Here are some that I like:

Labidochromis caeruleus (yellow)*
Iodotropheus sprengerae (Rusty)*
Hemichromis bimaculatus(Jewel)*

Placidochromis electra(blue)
Pseudotropheus sp. "Acei"(blue)
Pseudotropheus saulosi (blue)
Amatitlania nigrofasciatus (convict)


----------



## iamabug (Oct 14, 2013)

http://www.aquariumadvice.com/forums/at ... 1479870351


----------



## DJRansome (Oct 29, 2005)

I would go with 1m:4f of these:
Labidochromis caeruleus (yellow)*
Placidochromis electra(blue barred)
Pseudotropheus sp. "Acei"(blue)
Aulonocara rubescens or German Red (red)


----------



## Fogelhund (Dec 3, 2002)

Using fish exclusively from your list...

Iodotropheus sprengerae (Rusty) 1m 3f
Placidochromis electra(blue)1 m 3f
Pseudotropheus sp. "Acei"(blue) 1m 3f
Pseudotropheus saulosi (blue) 3 m 6 f... females are yellow


----------



## iamabug (Oct 14, 2013)

Thanks for the replies. If a person wants 1m:3f of a specific species how do I get to that point. I am hoping to buy the fish in the 1.5-2" range so that the tank mates are all approx. the same size. Do you buy more then you need and then remove them as they mature? My understanding is that they are hard to sex at the juvenile stage.


----------



## Aaron S (Apr 4, 2015)

Yes, that is how people normally do it. Most people buy 2x the number of females they want.


----------



## iamabug (Oct 14, 2013)

Thinking of going with this setup.

1m:4f of each
Labidochromis caeruleus (yellow)*
Placidochromis electra(blue barred)
Pseudotropheus sp. "Acei"(blue)
Aulonocara rubescens or German Red (red)
7x Yoyo Loach(already have)
1x Red Tail Shark(already have)

Total of 25-28 fish depending on how many cichlids I end up keeping.

So just to clarify for me. Although the Placidochromis electra(blue barred) and Pseudotropheus sp. "Acei" are both blue, the strips on the electra are bold enough that they will tell each other apart and therefore should get along?

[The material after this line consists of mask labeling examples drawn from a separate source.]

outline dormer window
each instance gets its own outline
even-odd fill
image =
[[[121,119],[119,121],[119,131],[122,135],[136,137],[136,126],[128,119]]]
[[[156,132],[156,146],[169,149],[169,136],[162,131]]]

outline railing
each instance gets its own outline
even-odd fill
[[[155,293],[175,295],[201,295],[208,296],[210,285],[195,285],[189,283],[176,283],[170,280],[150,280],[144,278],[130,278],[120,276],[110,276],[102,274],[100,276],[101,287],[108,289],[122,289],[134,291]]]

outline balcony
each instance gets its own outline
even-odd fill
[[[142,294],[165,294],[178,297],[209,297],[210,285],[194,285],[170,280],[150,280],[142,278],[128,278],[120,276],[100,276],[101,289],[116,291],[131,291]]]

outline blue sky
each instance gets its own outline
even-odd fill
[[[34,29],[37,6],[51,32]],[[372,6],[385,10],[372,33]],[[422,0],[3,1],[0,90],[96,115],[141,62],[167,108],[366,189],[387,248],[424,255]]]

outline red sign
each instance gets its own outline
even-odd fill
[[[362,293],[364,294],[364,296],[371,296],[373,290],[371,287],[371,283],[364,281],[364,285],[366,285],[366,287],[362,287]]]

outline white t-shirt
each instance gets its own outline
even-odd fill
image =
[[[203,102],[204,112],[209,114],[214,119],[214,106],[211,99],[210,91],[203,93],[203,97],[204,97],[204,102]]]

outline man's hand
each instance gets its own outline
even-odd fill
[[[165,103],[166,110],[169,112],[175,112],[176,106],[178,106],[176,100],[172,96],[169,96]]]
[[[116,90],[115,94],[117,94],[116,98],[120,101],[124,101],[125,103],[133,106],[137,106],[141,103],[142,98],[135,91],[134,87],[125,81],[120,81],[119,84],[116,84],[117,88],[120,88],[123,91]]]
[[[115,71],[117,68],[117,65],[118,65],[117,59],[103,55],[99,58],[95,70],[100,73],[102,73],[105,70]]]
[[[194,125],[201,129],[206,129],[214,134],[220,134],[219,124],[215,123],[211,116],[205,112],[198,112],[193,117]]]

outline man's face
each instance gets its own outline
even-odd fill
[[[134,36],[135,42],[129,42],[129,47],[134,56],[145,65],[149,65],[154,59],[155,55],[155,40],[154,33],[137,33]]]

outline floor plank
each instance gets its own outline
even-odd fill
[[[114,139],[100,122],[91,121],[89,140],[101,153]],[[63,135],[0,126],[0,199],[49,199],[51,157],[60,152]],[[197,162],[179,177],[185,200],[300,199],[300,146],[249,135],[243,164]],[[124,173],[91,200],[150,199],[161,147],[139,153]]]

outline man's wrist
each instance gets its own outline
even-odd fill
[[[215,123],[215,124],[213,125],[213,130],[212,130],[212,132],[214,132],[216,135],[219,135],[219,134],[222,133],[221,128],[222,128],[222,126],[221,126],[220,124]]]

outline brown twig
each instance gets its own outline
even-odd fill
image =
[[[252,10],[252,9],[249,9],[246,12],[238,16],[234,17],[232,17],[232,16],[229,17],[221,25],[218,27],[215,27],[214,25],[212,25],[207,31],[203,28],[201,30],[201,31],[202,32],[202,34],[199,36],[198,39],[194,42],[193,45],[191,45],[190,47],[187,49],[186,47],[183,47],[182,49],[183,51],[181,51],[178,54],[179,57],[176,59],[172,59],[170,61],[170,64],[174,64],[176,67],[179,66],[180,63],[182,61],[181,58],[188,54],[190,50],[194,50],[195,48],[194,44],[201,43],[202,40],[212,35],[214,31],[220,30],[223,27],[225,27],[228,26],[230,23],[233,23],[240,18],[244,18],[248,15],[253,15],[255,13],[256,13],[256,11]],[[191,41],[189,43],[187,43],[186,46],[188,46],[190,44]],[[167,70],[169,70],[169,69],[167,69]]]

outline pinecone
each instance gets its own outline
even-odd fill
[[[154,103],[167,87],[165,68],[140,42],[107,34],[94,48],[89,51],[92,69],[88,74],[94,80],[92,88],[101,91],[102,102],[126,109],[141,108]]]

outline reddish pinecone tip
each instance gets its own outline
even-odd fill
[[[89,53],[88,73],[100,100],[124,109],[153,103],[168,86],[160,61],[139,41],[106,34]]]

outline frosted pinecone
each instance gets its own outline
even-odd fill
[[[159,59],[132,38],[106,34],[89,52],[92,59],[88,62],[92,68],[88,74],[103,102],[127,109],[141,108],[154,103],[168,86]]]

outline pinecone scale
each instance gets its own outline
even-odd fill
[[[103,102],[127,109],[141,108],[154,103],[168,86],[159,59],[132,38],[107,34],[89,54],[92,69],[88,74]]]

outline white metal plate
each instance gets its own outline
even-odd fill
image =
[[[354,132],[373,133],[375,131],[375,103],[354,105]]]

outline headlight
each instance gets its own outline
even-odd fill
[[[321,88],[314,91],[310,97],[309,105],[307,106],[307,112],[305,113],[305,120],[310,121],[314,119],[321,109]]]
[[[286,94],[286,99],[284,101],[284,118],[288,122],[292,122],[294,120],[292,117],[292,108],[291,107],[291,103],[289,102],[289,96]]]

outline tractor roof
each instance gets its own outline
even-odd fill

I am going to get two species at a time. Can't really afford to do all at once and I think the bioload would piss off my filter system  Of this grouping which would be the better two to start with.


----------



## DJRansome (Oct 29, 2005)

Yes the blue barred pattern is enough to differentiate from the solid blue. Also electra is a hap and acei is a mbuna. This helps but does not mean they absolutely cannot crossbreed, as ANY mouthbrooders can. But crossbreeding from this mix, as long as everyone has 4 or more females, is very unlikely.


----------



## iamabug (Oct 14, 2013)

So I am going to be ordering all my fish next week. 32 of them as listed above. That will put the tank to 40fish all in the 1.5/2" range. Question is this, what can I do (if anything) to prepare my tank for the massive bioload it is going to have on it. It is super happy right now. 7.8/8.0 pH, 78-80 deg, 0 ammo, 0 nitrite, 20+ nitrate.

I am a little concerned that the filter may not catch up to the bioload soon enough. I plan on doing WCs of 25% every 2 days for the first week. More if the ammonia spike gets bad. I know it is going to happen I am just wondering if there is a way to prevent it from going crazy?! I was thinking of adding Zeocarb to the sump, but that removes ammonia which could be counter productive as I want the ammonia so the bacteria will populate.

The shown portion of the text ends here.